Per non essere da meno quanto a patetico nepotismo, il Cimarosa impone per il ruolo del brigadiere Pantò, lo stesso personaggio da lui interpretato nel film che lo vide esordire come regista, il fratello sfigato Gianni (nulla più che una sua squallida brutta copia), totalmente a digiuno, per giunta, di qualsivoglia esperienza cinematografica.
In perfetta linea con lo spirito violento e drammatico della vicenda, Tano Cimarosa si decide invece a esprimere la sua sanguigna sicilianità nelle vesti di un benzinaio determinato a vendicare la morte della sua bambina. Ricordandola in flashback girati con una "superotto giocattolo" e in maniera ultradilettantesca, inseguirà a uno a uno i criminali che l'avevano investita, fuggendo dopo aver rapito la ricca borghese Paola Quattrini. Faranno pertanto una brutta fine, tra i nostri cattivi: il pasoliniano Ninetto Davoli, anch'egli recuperato dal precedente film, nelle vesti dell'autista della banda e il nostro "gangster pescivendolo", il quale, dopo una scena erotica con la Sgroi, verrà preso a coltellate in doccia con tanto di dettagli gore.
Sul versante femminile meritano una menzione la sarda Zaira Zoccheddu, incline nella sua modesta carriera a numerose scene di nudo ma che qui nostro malgrado non si spoglia mai; la futura pioniera delle luci rosse Guja Lauri Filzi, nel breve ruolo di una prostituta (mai tale parte fu più azzeccata!) e la spogliarellista Martine Carel, carampana con fisico da pin-up davvero niente male e che sarà violentata dalla nostra allegra e simpatica brigata di criminali.
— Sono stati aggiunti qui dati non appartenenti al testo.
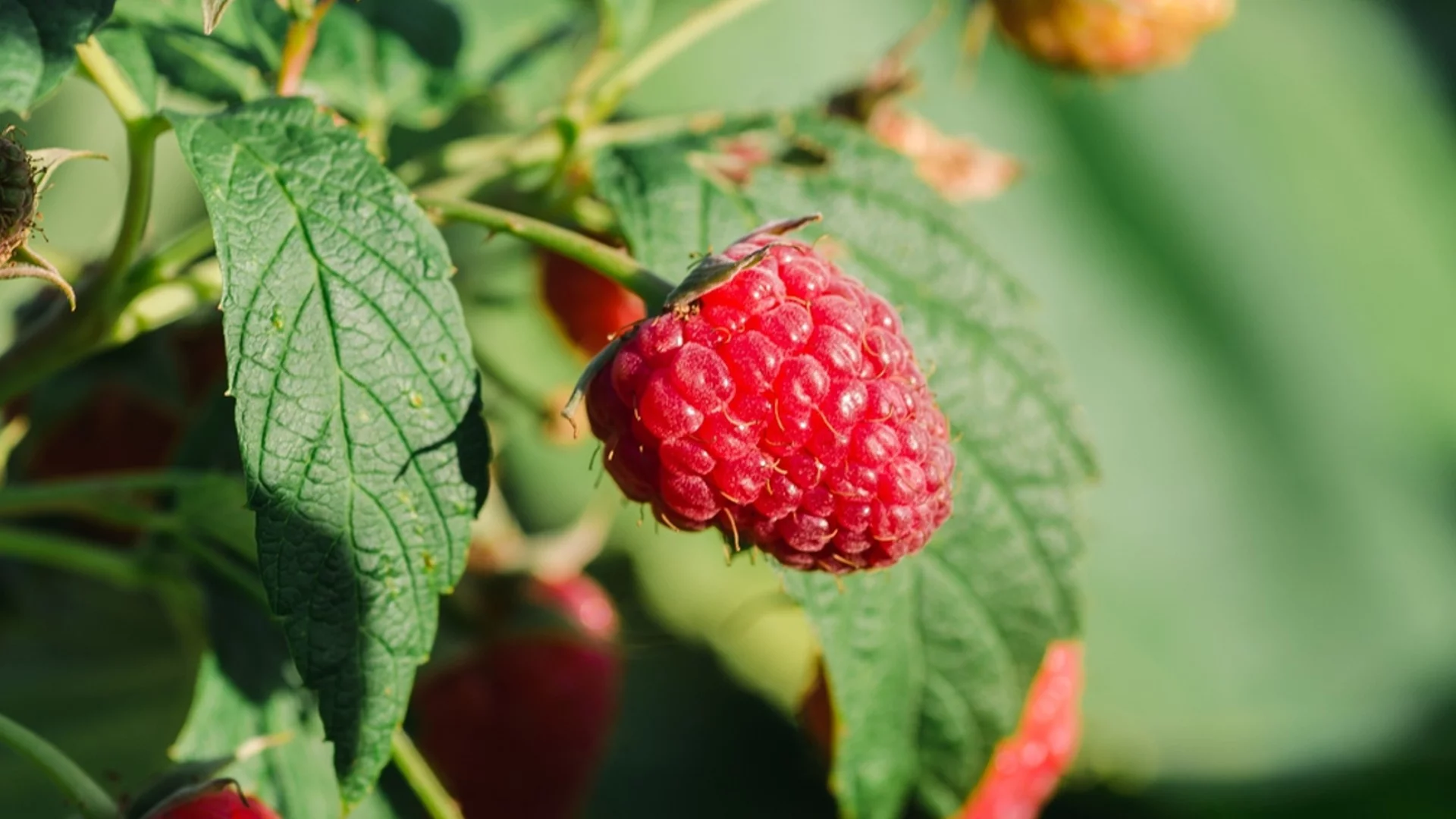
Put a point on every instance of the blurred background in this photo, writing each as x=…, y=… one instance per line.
x=1250, y=268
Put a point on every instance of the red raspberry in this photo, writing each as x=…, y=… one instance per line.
x=1104, y=37
x=519, y=725
x=588, y=306
x=224, y=803
x=785, y=409
x=1028, y=764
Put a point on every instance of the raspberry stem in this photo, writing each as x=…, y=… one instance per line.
x=421, y=779
x=603, y=259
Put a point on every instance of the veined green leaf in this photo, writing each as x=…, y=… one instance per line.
x=929, y=661
x=357, y=406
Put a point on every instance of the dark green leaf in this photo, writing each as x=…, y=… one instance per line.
x=128, y=50
x=930, y=659
x=228, y=66
x=357, y=406
x=102, y=673
x=60, y=25
x=20, y=61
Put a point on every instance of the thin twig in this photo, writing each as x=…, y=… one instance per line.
x=603, y=259
x=421, y=779
x=297, y=50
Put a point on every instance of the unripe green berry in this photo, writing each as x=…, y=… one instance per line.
x=17, y=196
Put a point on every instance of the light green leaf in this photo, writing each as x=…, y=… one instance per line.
x=357, y=406
x=929, y=661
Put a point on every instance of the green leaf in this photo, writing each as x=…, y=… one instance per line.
x=623, y=22
x=357, y=406
x=128, y=50
x=388, y=58
x=101, y=673
x=930, y=659
x=60, y=25
x=20, y=61
x=228, y=66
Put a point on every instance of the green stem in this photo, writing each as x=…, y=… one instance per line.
x=142, y=161
x=108, y=77
x=169, y=261
x=478, y=161
x=422, y=779
x=58, y=340
x=71, y=554
x=603, y=259
x=673, y=42
x=89, y=796
x=226, y=569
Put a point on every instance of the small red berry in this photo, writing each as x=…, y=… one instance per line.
x=588, y=306
x=1106, y=37
x=582, y=602
x=224, y=803
x=785, y=409
x=519, y=725
x=1027, y=765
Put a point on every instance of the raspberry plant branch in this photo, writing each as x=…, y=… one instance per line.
x=421, y=779
x=91, y=799
x=603, y=259
x=297, y=49
x=673, y=42
x=60, y=340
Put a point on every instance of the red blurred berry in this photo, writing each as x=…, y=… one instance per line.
x=588, y=306
x=783, y=407
x=224, y=803
x=582, y=602
x=1027, y=765
x=1104, y=37
x=519, y=725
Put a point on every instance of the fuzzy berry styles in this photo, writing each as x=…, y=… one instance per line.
x=1106, y=37
x=1027, y=765
x=783, y=407
x=224, y=803
x=17, y=196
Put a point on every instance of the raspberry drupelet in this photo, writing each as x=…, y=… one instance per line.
x=783, y=407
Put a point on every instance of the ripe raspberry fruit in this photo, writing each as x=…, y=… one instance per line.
x=1024, y=773
x=224, y=803
x=519, y=726
x=783, y=407
x=1110, y=37
x=588, y=306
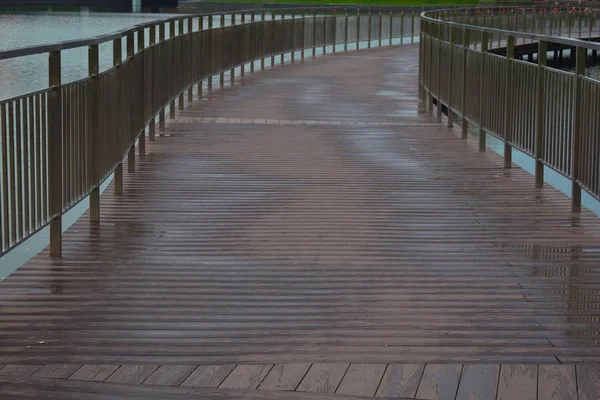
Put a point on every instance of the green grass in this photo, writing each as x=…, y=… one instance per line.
x=355, y=2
Scene di nudo e violenza carnale anche per la ricca borghese Paola Quattrini: fingendo di concedersi al cattivissimo Rick Boyd (al secolo Federico Boido), si libererà di lui con una sorprendente "matitata" nel bulbo oculare in una scena veramente splatter ma che più splatter non si può!!
Completano la "messinesità" dell'incredibile cast il cantantino di quarta fascia Nico Tirone (in arte Nico dei Gabbiani), già leader di un ultraminore gruppo beat, nel ruolo del giornalista; il teatrante Massimo Mollica, nella parte del ricco imprenditore sposato alla bella Quattrini; il gruppo folkloristico dei "Canterini Peloritani di Lillo Alessandro", che si esibisce in un ristorante tipico al cospetto del pesciaio con relativa pupattola e figuranti talmente brutti da far vergogna all'intera comunità siciliana.
Colonna sonora a firma di Alberto Baldan Bembo che si dibatte malamente tra motivi struggenti e pallide imitazioni degli score dei vari Micalizzi e Cipriani a sostegno delle sgangherate scene d'azione.